# Solving Sin(x)=0

1. May 19, 2015

### Scheuerf

How would I solve for sin(x)=0? When I enter arcsin(0) into a calculator, I get 0, but there should be multiple solutions if I'm not wrong. How would I find others, all between 0 and 720 for example?

2. May 19, 2015

### kontejnjer

Since the sine function is periodic, you can figure it out by induction: on the interval $(0,2\pi)$, it has two zeroes, namely $\{0,\pi\}$. Since the period $T$ is $2\pi$, and $\sin(x+nT)=\sin(x)$ is valid for $n\in ℤ$, the complete solution set can be seen to be $x=n\pi;n\in ℤ$.

3. May 19, 2015

### Staff: Mentor

Using arcsin doesn't get you far.
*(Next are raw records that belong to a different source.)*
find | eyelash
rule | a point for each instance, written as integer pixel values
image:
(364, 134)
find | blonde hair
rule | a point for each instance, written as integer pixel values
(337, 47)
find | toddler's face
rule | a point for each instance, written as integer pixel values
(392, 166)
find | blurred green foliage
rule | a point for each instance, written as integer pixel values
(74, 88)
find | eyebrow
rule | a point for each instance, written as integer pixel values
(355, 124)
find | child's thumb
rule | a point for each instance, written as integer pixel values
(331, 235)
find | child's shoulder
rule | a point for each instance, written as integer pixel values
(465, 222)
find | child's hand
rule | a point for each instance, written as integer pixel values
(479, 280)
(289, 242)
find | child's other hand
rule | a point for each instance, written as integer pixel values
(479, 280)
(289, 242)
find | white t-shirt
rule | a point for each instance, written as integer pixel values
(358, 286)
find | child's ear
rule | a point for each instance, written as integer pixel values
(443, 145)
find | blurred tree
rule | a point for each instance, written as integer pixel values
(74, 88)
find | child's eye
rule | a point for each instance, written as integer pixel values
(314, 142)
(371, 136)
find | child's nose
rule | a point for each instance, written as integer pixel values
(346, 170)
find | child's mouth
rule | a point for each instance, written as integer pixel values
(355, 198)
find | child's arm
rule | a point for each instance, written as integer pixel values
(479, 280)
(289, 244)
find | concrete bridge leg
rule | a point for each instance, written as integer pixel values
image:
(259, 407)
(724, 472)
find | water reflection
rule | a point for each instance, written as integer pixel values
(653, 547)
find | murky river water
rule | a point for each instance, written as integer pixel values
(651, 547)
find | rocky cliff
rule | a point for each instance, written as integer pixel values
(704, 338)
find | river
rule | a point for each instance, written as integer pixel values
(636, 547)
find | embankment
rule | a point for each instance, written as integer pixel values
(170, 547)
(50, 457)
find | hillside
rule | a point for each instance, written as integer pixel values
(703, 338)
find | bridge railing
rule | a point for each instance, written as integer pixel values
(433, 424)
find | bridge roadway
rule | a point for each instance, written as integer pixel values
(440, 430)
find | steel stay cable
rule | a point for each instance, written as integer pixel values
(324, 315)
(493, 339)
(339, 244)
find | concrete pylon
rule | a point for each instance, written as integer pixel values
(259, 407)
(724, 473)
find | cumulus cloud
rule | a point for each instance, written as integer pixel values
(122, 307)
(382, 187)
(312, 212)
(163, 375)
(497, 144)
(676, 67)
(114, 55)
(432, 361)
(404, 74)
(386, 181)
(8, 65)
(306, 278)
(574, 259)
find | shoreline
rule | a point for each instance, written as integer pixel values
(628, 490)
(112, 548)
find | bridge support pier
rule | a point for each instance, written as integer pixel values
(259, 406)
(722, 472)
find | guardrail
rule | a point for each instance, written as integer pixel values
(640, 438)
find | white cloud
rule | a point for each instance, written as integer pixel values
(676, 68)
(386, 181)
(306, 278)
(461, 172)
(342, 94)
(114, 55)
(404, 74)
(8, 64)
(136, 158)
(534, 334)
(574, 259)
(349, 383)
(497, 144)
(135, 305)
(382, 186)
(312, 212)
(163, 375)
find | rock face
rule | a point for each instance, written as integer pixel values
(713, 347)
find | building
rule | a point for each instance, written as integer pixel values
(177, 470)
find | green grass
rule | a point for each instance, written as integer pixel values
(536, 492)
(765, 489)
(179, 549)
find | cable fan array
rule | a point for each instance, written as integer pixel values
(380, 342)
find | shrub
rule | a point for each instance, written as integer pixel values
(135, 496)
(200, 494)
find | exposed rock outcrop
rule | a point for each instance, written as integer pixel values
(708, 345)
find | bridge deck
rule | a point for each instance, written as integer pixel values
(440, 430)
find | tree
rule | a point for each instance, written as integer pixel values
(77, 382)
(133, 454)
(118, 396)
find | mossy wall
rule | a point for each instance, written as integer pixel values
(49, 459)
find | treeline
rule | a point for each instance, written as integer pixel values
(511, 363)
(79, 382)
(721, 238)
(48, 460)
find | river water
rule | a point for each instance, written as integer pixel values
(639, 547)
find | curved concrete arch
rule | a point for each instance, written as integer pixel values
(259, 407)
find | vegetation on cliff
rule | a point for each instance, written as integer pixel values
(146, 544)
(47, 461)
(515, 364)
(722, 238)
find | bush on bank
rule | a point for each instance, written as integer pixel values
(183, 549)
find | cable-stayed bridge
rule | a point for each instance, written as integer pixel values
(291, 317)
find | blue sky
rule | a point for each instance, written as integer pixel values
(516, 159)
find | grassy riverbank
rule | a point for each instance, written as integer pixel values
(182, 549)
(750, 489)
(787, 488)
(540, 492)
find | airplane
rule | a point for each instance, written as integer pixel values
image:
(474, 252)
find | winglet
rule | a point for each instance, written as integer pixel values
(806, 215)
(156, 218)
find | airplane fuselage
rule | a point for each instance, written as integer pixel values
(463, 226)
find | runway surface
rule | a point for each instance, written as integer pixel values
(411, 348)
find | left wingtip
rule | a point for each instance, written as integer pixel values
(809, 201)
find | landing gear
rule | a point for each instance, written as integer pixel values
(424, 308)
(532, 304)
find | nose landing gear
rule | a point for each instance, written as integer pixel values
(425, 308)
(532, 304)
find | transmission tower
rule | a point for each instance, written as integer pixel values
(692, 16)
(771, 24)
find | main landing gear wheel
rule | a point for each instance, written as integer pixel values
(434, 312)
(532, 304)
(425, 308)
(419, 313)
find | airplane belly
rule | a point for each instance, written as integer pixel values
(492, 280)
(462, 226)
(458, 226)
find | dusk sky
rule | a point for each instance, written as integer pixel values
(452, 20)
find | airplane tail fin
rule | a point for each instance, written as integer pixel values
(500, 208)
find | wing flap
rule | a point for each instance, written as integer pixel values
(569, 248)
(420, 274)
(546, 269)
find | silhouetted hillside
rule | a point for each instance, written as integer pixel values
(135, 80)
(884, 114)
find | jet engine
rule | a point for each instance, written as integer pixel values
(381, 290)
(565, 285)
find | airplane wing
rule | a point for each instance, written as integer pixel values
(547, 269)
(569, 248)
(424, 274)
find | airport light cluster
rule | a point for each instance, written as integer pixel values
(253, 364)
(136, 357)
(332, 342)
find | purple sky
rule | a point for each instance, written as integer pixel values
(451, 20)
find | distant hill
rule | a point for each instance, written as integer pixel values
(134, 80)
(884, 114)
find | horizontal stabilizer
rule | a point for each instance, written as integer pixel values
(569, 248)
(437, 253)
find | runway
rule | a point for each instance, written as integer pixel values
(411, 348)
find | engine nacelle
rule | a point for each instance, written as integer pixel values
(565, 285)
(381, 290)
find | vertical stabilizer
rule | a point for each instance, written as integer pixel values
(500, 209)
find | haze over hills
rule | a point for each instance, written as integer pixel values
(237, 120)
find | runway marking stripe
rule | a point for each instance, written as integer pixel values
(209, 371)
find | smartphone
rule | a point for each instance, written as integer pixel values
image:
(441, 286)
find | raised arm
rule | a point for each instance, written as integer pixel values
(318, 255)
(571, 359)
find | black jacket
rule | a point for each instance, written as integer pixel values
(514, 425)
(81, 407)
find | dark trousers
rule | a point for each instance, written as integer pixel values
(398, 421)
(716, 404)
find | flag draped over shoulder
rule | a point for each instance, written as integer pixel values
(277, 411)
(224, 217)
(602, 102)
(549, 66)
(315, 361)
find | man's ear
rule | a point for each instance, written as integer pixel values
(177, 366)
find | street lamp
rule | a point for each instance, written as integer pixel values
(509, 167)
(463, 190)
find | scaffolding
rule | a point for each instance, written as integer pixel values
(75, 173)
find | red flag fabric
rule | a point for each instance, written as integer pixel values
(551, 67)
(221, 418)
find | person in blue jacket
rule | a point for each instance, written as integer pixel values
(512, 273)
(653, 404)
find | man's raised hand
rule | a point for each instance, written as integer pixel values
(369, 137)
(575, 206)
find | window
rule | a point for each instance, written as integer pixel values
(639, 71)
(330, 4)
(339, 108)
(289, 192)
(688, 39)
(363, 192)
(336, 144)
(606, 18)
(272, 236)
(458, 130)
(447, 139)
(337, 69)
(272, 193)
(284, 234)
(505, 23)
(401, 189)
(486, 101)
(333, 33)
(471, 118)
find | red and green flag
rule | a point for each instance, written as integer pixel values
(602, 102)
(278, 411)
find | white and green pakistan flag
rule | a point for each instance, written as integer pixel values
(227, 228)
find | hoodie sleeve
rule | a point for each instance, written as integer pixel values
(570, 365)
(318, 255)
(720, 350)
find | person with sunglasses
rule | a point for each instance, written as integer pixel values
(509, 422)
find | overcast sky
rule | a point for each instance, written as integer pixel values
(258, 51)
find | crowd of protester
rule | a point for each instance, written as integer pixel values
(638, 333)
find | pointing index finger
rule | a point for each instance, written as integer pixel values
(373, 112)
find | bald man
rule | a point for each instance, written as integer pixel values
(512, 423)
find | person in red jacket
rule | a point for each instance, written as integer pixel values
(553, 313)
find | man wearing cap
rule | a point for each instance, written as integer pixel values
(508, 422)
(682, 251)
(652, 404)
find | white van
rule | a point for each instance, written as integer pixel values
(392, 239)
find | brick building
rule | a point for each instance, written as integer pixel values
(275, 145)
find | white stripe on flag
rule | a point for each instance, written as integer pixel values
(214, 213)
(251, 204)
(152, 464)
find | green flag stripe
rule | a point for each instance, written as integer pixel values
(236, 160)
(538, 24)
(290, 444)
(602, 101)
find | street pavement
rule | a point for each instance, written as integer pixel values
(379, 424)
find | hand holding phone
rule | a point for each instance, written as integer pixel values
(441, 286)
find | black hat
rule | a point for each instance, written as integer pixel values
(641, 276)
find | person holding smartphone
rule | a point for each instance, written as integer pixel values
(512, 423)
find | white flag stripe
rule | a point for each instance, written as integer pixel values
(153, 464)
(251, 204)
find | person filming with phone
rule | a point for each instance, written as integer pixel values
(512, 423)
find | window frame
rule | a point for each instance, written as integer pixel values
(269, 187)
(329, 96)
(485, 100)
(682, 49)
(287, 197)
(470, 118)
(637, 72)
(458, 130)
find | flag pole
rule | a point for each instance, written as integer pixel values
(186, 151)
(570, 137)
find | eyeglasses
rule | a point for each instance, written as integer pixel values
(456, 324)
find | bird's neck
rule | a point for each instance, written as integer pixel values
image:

By common agreement, the arcsine function is the inverse of the Sin() function, which is the same as the sin() function, but with a domain restricted to $[-\pi/2, \pi/2]$. This restriction makes Sin() a one-to-one function, therefore a function that has an inverse. The restricted domain of $[-\pi/2, \pi/2]$ for Sin is the range of its inverse, arcsin. Taking arcsin(0) will get you only one value; namely, 0.

To find all solutions of the equation sin(x) = 0 you have to understand the periodicity of the sin function and that its intercepts are all of the integer multiples of $\pi$.

4. May 19, 2015

### Drafter

You can the general solution formula of......2kπ. Where k is any integer.
Here is a the general formula of cosθ=1/2
I use the term "general formula" loosely since I do not know it's exact terminology, but anyways, here is cos(θ)=1/2.

Assuming you have a solid understanding of the unit circle, you can easily have a go at applying this general formula to the sin(θ)=0 with no problem.